Microsoft CEO Steve Ballmer spoke today at the House Democratic Caucus Retreat in Williamsburg, Virginia, and urged the Members present to support investments in science, technology, engineering and mathematics (STEM) education and increase federal support for basic research. The STEM ed investments are really the government’s investments in human capital, he said, which are necessary because in “today’s knowledge-driven world, innovation will depend on people who are actually technologically sophisticated, have strong critical thinking skills, and have expertise in math and science and engineering.”
He also called for greater investment in the nation’s science and technology infrastructure — in the basic research that powers innovation.

I came in, flew in red eye, was a little groggy this morning when I got here.  I sat down with the speaker at 8:00 AM, and she woke me right up.  She said there are four things I want you to make sure you understand are a priority: science, science, science, and science.  I was awake by the end of the fourth science for sure, and I couldn’t agree more wholeheartedly.
Science and technology is the backbone for productivity and innovation; has been, not always information technology, but science and technology has been a driver of economic success.  Government investment in science and engineering as a percentage of GDP is half, in this country, what it was in 1970, and it would be growing rapidly, particularly in countries in Asia, off a small base albeit, but in places like India and China and Korea the trend is the other direction.
We need to pursue breakthroughs over the coming years in green technology, alternative energy, bioengineering, parallel computing, quantum computing.  Without greater government investment in the basic research, there is a danger that important advances will happen in other countries.  This is truly I think not only an issue of competitiveness, but also in a sense of national security.  Companies like ours and others can do our fair share in terms of funding of basic research, but government needs to take the lead.
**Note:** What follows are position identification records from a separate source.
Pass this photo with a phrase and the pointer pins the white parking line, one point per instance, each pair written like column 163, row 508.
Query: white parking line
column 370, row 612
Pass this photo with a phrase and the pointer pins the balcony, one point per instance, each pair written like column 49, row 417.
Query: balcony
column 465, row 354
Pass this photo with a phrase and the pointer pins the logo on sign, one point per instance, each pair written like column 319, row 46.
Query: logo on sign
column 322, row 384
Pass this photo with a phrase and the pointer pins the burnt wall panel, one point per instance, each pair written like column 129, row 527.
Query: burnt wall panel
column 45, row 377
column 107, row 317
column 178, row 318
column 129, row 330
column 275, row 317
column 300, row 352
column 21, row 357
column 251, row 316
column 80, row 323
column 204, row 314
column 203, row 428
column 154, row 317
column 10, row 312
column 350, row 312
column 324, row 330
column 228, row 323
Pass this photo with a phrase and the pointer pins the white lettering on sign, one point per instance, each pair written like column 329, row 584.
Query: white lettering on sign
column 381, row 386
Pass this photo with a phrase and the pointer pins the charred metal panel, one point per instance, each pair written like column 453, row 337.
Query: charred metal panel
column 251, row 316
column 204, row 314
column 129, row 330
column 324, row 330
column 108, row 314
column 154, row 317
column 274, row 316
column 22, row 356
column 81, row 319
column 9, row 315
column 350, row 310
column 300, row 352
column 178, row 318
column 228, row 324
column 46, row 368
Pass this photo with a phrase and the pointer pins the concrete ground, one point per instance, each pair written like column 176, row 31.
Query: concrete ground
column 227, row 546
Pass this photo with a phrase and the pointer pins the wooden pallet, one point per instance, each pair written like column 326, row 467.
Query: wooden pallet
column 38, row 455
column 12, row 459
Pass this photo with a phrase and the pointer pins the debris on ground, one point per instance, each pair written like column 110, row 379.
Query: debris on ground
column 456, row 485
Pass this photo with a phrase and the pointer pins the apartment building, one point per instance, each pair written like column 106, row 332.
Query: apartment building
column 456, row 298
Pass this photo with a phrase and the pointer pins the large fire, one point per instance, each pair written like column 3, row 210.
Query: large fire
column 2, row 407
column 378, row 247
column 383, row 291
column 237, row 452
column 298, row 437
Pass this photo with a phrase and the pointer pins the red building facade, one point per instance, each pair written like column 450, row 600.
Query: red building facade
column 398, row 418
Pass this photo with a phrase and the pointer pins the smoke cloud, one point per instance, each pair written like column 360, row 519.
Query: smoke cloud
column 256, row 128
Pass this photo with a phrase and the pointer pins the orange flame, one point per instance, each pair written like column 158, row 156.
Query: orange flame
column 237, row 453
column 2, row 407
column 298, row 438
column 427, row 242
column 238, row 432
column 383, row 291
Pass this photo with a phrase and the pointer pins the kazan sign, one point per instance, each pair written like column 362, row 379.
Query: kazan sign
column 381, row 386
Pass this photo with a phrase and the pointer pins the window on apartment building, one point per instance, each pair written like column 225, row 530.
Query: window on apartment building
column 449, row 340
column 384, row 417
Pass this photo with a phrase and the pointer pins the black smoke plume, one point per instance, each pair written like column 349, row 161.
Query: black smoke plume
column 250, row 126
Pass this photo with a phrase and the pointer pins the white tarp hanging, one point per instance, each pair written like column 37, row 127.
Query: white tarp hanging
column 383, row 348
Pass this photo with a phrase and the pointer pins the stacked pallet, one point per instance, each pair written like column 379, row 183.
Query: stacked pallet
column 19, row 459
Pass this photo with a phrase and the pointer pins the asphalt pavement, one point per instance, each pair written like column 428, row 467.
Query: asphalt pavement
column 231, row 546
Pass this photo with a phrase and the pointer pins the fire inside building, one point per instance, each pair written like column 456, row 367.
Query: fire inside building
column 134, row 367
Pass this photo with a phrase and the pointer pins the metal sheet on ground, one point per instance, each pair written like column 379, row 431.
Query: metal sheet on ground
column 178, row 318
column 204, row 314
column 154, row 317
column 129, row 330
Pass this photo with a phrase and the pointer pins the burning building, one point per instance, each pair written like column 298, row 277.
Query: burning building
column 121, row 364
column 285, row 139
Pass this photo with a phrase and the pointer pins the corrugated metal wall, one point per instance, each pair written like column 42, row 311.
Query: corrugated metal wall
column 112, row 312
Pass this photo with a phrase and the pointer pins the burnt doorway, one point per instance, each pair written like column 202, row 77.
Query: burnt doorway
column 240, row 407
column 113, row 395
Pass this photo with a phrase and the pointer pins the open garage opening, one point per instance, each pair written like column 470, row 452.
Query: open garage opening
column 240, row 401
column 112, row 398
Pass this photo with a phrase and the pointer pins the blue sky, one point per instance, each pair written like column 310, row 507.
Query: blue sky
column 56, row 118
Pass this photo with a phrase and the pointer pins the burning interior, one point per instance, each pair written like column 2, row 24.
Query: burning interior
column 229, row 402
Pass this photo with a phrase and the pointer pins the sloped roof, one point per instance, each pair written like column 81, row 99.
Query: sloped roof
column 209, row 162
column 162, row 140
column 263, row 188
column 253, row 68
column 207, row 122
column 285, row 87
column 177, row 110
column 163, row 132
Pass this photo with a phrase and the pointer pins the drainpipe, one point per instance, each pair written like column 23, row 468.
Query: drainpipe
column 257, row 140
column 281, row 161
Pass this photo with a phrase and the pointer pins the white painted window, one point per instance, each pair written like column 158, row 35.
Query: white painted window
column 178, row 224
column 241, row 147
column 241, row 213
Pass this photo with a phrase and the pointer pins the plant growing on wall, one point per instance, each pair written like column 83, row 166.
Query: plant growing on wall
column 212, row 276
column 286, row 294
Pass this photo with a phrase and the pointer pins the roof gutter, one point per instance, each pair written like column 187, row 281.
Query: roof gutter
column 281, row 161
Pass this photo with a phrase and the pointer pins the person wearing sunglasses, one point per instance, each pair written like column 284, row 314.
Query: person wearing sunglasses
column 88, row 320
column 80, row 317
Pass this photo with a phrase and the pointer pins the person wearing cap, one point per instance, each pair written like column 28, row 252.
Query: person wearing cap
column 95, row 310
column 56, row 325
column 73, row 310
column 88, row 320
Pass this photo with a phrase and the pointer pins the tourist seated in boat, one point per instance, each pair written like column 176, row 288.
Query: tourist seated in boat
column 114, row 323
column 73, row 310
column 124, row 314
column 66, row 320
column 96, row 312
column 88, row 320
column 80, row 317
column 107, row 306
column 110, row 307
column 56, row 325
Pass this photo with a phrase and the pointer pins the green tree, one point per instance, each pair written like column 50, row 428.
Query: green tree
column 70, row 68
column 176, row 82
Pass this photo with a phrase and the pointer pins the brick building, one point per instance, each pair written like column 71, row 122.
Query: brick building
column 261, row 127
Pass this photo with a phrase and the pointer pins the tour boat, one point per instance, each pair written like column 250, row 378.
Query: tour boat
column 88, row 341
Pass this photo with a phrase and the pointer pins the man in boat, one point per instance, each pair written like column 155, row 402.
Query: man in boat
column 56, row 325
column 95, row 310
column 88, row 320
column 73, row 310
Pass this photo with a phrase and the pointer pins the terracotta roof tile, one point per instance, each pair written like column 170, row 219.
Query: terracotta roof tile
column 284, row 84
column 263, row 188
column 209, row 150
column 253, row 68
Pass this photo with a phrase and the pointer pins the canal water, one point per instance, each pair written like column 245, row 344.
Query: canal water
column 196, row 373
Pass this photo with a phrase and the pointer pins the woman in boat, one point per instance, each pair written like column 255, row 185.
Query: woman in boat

The whole speech is worth reading. It’s great. I only wish that it could have been heard by members of the Senate who are still debating whether science funding — including a $1.4 billion increase for NSF — ought to be included in the Senate version of the stimulus package.
Basic research is the most powerful engine for innovation in the U.S. economy. Allowing it fall out of a stimulus bill designed to jumpstart our short and long-term economic recovery is just shortsightedness of the worst kind.
Update: (2/7/09) — Maybe the Senate was listening.